Chapter Six
The birthday cakewas more fluorescent purple than black, and Brinley would have none of it. She watched Yun McMillan inch toward it with a tremulous fork gripped in her right hand. The fork never made it to the rectangular piece of cake on the gold-trimmed dessert plate. It clattered to the table. She pushed away what turned out to be cheesecake.
Behind Yun, SISO continued playing an eclectic mix of selections that Brinley was sure wasn’t her sister Zoe’s doing. Might be Quincy’s musical taste.
“I wonder which came first.” Yun shook her head.
“Excuse me?” Brinley sat back a little as a server came by to fill her water goblet. When she left, Brinley had a clear view of Yun, who seemed to have aged in minutes.
Yun pointed to Quincy and Zoe making the rounds through other tables, where they were continuously congratulated.

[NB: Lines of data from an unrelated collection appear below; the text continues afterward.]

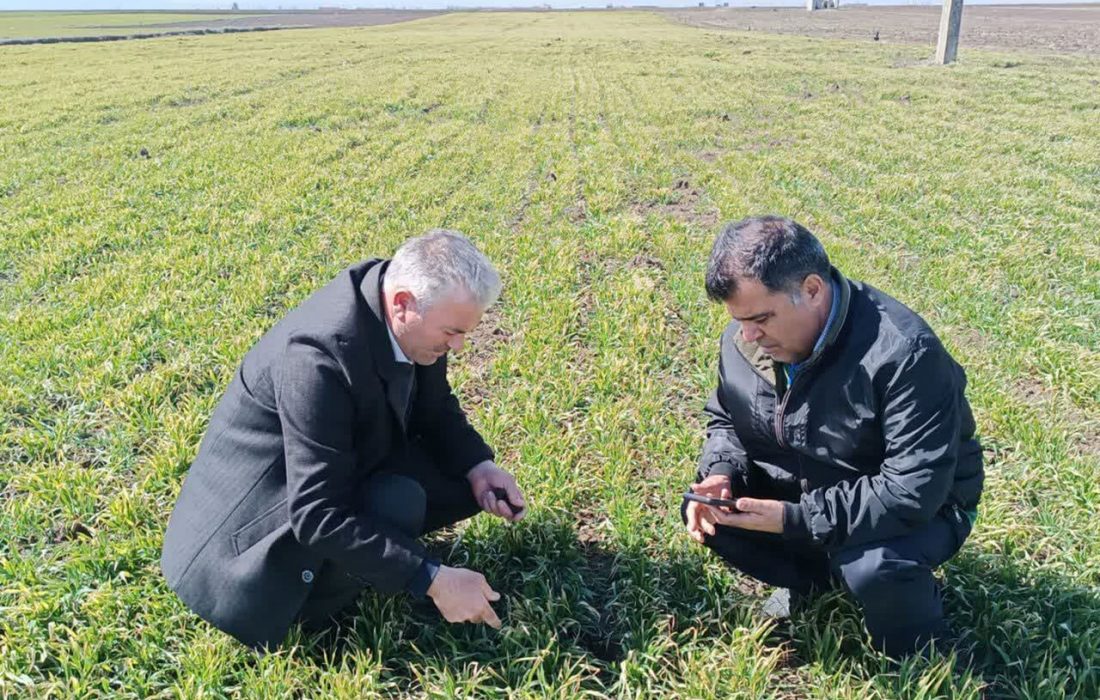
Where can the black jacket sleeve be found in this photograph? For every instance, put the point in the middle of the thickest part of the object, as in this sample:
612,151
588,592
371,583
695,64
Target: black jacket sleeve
317,413
723,452
452,441
920,413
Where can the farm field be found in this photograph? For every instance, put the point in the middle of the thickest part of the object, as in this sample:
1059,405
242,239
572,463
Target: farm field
1042,29
154,225
34,24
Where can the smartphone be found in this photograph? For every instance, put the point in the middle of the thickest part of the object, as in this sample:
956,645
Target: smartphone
729,503
503,495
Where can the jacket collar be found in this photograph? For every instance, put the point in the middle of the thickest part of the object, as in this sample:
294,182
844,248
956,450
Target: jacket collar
382,351
768,368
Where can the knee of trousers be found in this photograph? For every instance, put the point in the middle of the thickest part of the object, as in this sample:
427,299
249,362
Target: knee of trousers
873,575
398,500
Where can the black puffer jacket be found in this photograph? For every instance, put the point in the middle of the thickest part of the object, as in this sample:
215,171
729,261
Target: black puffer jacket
875,429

For the first time in her life, Brinley realized she didn’t know her sister all that well. Whatever happened to childhood innocence and carefree days on the sand and surf? All that insulation was gone. Here was the harshness of time.
“I was hoping for a church wedding.” Yun dabbed her eyes. “I can’t keep up with him.”

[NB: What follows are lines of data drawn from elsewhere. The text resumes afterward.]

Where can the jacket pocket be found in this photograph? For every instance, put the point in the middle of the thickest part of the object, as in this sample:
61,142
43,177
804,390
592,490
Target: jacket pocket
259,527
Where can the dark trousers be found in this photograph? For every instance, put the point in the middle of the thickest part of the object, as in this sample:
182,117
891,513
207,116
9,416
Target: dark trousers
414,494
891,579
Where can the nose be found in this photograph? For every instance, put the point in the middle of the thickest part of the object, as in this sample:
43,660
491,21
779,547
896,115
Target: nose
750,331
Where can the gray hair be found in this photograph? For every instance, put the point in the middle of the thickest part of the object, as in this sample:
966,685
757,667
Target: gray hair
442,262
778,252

“Quincy is not a little boy anymore. He and Zoe are consenting adults.”
“I guess I just have to trust God for my grandchildren.”
Trust God.
Yun placed a hand on Brinley’s wrist. Her fingers were cold. Very cold. “What time is it, please?”
“Eight thirty.”
“Only eight thirty?” Her shoulders sagged. “It’s nearly my bedtime.”
“Who did you come here with?”
“Ivan. Zoe was supposed to take me home.”
Well, Ivan was busy with SISO and Modest Petrovich Mussorgsky’sPictures at an Exhibition. Brinley noticed that his demeanor had remarkably changed. The glint in his eyes was gone. He looked spent sitting there at the edge of the orchestra.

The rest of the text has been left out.